Saturday afternoon marked the grand opening of the new East Helena branch of the Lewis and Clark County Library. The festivities — including a ribbon-cutting ceremony — drew a crowd that included several library board members and local politicians, including County Commissioner Mike Murray and East Helena Mayor Anthony Strainer. An hour into the celebration, library administrators estimated that about 60 people had already rotated through to see the new facility.
“It’s a mob scene in there,” said assistant librarian Brian Kmec, standing outside the building to man the snowcone machine.
Paid for with funds coming from a library operating levy approved by voters in 2008, the new facility at 16 E. Main Street has been open for visitors since the end of June. The East Helena branch had operated out of the East Valley Middle School for about 10 years, but there were limitations in its operation since it could only be used at times when school was not in session, said library spokesperson Patricia Spencer. The East Helena branch had seen an increase in visitors recently, she said, prompting the upgrade to the new building.
East Helena branch librarian Diane Potter said even more people have been drawn to the new building in the month it’s been open. Senior citizens, in particular, have been utilizing the new resource, she said, and the library’s summer reading program has been bringing in about 55 children a week. Because of its location, the kids have been able to go places like Main Street Park, she said.

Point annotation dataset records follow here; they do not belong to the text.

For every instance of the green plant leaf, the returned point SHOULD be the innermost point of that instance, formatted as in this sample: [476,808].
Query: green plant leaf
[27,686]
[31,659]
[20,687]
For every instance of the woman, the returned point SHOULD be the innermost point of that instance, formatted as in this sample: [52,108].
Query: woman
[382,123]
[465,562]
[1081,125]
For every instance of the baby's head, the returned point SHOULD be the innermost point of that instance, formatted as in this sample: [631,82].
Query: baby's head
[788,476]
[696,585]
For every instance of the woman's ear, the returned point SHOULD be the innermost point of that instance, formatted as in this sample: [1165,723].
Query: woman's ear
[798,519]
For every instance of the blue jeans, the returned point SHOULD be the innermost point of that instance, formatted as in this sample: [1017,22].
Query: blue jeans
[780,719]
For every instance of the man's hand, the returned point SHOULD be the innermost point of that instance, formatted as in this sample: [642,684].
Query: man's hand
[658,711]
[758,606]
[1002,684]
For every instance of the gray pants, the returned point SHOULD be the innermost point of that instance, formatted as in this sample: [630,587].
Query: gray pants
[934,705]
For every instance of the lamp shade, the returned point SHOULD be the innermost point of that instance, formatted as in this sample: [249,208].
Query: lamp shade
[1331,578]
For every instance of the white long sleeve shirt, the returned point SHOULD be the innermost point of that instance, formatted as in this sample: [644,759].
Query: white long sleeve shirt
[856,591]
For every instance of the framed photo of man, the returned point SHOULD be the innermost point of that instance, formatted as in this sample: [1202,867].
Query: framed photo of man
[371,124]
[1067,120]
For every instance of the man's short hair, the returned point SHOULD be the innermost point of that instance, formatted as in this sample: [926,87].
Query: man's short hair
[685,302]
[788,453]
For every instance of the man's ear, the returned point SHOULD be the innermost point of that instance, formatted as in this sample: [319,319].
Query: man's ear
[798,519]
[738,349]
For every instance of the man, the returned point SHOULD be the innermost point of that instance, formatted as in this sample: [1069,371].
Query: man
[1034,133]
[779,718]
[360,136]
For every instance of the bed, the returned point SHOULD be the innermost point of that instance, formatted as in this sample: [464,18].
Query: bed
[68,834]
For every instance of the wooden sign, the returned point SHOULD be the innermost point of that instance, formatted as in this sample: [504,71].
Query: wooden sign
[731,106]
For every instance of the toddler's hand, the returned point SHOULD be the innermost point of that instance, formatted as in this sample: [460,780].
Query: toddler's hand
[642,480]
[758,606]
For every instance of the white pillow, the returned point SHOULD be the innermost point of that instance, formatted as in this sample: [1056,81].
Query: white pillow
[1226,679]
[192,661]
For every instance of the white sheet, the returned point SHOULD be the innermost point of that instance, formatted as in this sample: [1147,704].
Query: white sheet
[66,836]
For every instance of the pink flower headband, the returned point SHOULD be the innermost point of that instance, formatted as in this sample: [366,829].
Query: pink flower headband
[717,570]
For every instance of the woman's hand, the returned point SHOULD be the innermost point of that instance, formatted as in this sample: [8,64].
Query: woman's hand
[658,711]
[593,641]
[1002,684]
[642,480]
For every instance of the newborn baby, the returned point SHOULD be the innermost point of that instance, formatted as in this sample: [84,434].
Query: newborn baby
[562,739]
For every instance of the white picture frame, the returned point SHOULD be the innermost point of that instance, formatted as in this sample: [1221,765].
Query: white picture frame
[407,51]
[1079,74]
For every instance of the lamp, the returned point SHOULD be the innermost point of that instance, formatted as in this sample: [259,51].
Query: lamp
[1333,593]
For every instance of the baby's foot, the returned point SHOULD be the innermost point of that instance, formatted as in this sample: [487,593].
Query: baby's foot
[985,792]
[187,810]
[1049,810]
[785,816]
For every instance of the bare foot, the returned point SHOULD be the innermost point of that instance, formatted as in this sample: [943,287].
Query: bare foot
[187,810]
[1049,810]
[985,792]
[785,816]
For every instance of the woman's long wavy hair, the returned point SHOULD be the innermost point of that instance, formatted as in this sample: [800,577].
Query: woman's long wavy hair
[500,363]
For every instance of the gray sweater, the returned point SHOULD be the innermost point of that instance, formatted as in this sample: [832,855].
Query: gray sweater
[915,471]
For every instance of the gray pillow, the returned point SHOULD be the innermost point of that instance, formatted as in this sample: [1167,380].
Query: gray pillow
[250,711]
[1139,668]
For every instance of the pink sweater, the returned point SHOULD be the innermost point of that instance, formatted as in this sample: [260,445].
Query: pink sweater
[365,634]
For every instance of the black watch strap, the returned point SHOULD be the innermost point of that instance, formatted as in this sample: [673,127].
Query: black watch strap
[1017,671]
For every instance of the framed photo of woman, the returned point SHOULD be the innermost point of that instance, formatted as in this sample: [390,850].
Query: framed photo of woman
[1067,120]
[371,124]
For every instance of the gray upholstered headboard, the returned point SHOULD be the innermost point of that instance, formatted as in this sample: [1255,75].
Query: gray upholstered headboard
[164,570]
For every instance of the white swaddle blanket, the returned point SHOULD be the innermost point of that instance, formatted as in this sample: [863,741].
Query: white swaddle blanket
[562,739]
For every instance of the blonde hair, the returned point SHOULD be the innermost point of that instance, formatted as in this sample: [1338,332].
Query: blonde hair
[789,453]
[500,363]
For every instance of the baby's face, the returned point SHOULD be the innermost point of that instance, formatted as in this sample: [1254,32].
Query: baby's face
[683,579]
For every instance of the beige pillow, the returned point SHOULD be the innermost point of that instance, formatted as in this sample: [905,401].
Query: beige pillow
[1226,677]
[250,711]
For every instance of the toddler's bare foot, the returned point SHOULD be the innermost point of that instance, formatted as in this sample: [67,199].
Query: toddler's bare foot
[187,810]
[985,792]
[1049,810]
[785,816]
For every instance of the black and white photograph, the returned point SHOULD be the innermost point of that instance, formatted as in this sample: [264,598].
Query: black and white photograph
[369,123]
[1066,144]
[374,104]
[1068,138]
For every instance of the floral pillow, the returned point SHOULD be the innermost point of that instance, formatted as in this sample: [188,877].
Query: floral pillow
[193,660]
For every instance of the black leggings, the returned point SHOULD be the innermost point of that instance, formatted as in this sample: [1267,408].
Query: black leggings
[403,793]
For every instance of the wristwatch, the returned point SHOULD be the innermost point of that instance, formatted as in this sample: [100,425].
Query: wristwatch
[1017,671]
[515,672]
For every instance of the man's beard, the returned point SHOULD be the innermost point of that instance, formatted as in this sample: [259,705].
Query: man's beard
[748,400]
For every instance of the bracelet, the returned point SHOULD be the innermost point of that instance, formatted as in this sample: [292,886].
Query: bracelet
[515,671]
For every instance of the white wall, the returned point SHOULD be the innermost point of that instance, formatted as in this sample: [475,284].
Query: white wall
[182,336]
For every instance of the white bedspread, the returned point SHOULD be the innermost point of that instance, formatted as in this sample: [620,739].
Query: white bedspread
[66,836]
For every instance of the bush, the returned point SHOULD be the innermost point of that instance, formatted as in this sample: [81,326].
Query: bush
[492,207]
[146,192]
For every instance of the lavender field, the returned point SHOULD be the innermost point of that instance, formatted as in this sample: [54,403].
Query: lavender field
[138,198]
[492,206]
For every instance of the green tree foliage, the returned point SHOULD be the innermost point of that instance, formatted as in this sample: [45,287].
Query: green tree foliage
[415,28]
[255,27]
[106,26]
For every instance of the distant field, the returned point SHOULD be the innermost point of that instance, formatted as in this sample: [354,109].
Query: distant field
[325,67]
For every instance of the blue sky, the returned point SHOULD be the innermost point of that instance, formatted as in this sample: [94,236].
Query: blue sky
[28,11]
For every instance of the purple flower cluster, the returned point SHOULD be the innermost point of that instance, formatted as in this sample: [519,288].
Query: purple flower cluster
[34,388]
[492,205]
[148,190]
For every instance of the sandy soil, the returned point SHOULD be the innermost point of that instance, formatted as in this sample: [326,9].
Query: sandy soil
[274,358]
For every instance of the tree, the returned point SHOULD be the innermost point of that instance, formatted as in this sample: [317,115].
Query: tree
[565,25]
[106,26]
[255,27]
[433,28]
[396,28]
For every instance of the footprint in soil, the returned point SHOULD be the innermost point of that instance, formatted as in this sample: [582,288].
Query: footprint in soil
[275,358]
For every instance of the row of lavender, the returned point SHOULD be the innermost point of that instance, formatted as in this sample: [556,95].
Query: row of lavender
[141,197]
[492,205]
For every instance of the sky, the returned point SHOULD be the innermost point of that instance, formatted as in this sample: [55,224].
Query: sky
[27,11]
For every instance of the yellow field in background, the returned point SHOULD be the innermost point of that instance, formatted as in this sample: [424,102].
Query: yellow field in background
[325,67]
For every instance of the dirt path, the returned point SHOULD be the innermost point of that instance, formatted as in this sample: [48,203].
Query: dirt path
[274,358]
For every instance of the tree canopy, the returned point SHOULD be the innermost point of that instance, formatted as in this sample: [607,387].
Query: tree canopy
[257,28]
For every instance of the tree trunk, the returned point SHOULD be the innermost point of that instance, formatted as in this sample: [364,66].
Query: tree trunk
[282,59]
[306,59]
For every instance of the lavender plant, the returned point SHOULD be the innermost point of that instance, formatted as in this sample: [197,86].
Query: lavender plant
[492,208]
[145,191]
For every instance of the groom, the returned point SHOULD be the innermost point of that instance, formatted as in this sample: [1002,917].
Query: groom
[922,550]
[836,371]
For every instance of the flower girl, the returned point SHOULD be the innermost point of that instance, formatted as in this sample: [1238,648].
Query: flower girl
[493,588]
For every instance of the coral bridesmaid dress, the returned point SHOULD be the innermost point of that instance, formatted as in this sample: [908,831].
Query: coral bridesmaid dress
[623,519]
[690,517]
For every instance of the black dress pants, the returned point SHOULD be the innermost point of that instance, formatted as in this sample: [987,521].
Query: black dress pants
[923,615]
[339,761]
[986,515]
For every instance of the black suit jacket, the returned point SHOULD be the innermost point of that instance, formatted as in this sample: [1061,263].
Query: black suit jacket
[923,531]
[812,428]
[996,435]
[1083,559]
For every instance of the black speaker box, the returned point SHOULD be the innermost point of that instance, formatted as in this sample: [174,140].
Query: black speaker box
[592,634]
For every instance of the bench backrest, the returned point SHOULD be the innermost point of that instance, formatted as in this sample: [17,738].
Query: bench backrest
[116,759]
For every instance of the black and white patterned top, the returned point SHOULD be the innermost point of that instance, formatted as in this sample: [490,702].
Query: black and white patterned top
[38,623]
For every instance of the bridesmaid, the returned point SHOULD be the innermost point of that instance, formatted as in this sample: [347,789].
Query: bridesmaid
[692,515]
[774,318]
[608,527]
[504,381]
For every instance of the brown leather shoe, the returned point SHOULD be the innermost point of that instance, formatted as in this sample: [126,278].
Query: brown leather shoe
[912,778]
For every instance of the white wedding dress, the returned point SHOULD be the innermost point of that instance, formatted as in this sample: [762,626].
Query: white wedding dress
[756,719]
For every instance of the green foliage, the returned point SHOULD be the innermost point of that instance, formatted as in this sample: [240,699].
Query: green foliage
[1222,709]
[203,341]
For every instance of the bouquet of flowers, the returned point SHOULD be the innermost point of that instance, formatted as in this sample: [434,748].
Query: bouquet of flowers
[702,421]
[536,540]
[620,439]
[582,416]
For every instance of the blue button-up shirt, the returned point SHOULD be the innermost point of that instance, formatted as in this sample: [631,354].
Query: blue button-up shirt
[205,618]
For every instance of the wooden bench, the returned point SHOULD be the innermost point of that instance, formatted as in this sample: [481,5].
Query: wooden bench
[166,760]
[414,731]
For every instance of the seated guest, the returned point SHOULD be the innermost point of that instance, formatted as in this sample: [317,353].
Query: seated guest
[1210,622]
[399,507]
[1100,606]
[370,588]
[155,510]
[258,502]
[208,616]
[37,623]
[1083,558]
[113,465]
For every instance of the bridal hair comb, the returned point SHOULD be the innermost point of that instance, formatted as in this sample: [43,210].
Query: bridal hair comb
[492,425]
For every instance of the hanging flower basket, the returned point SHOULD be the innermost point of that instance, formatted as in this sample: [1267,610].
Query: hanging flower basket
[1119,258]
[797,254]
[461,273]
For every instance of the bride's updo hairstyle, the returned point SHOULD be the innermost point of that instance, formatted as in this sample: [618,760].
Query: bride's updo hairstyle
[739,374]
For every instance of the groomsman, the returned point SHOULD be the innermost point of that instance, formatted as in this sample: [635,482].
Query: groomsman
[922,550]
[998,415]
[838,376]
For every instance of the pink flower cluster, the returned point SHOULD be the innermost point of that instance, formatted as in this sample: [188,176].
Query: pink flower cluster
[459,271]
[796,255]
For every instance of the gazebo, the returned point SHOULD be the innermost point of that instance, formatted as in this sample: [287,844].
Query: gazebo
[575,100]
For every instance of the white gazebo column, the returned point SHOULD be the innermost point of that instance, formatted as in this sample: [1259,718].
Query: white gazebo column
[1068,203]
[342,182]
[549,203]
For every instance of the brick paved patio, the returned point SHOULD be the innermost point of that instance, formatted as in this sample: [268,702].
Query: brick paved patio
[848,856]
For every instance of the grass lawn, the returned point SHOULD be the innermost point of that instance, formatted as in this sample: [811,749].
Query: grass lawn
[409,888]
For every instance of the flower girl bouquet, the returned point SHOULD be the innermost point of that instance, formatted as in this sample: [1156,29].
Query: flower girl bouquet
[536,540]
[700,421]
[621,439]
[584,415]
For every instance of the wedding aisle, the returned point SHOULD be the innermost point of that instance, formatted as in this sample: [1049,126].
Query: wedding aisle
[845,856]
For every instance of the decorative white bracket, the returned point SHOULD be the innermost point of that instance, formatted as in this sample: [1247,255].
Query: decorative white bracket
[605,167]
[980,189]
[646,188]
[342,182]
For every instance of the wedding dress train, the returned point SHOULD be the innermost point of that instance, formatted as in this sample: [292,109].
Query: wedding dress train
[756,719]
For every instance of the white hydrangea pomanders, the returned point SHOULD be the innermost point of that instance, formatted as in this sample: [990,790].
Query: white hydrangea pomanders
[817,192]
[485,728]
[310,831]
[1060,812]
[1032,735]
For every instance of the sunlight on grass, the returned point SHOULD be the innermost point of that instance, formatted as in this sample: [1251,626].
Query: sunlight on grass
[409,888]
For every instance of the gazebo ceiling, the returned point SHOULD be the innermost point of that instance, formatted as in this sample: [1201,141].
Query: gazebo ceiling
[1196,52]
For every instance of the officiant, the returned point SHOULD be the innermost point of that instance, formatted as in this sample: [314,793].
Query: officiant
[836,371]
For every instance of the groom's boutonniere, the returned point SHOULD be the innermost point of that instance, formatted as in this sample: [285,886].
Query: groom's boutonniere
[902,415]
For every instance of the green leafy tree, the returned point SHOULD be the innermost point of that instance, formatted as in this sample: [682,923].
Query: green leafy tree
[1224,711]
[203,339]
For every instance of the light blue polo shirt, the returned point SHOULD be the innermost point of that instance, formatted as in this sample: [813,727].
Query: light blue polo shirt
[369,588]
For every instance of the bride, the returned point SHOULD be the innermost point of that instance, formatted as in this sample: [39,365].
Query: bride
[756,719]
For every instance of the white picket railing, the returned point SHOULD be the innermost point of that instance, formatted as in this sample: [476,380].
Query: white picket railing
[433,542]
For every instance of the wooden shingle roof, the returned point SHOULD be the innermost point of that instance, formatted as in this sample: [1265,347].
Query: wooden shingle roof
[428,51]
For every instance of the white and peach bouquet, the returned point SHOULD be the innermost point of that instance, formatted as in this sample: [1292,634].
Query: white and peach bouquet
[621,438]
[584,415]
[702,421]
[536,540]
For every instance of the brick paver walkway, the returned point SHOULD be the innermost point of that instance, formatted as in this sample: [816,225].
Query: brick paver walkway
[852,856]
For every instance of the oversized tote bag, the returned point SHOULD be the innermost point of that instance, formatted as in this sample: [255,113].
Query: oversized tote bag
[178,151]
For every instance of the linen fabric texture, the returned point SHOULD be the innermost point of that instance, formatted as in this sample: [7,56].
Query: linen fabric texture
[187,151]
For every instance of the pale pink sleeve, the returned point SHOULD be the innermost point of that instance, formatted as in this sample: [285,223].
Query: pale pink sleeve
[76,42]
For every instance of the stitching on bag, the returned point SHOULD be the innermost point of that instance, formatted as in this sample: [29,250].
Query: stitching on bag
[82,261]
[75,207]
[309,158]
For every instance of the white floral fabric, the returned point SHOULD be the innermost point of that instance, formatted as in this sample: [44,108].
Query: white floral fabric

“We’re now part of the downtown,”
The new library contains about 6,000 books, DVDs and audio resources, said library director Judy Hart. People who already have Lewis and Clark County Library cards can check out books from the East Helena branch and books can be returned at either location. If visitors can’t find the books they want in the East Helena library, the branch can borrow them from the main county library or from other libraries in the region.
Helena High School English teacher Randy Hussey and his wife, Betsy, came over to check out the new branch since they enjoy going to the county’s Helena library. Noting the extra space on some of the shelves, they acknowledged that there was room to grow, but were content to search through what was available.
Thirteen-year-old Devan Shumway, visiting the East Helena branch for the first time, was pleased with what he saw.
“There are lots of good books,” he said, looking through the young adult section.
Potter said the new library has added a Montana collection and beefed up its reference and large-print sections. It also has reading programs for a range of age groups, Spencer said, on top of longer hours. The new building is open from 1 p.m. to 7 p.m. on Tuesdays and Thursdays, 10 a.m. to 5 p.m. on Wednesdays and Fridays, and 10 a.m. to 3 p.m. on Saturdays.
Before the Main Street building was used for the library, it had held the offices for the United Steelworkers union and, later, a barbershop. Artist Bob Morgan, at the library signing copies of his print “The Day Before the Stacks Came Down,” said he’d last been in the building for a dance in 1947, when it was still owned by the union and he was still in high school.
He said the library is a great new use for the space, though people in the town might not yet realize how valuable of a resource it is.
“But they will — wait and see,” he said.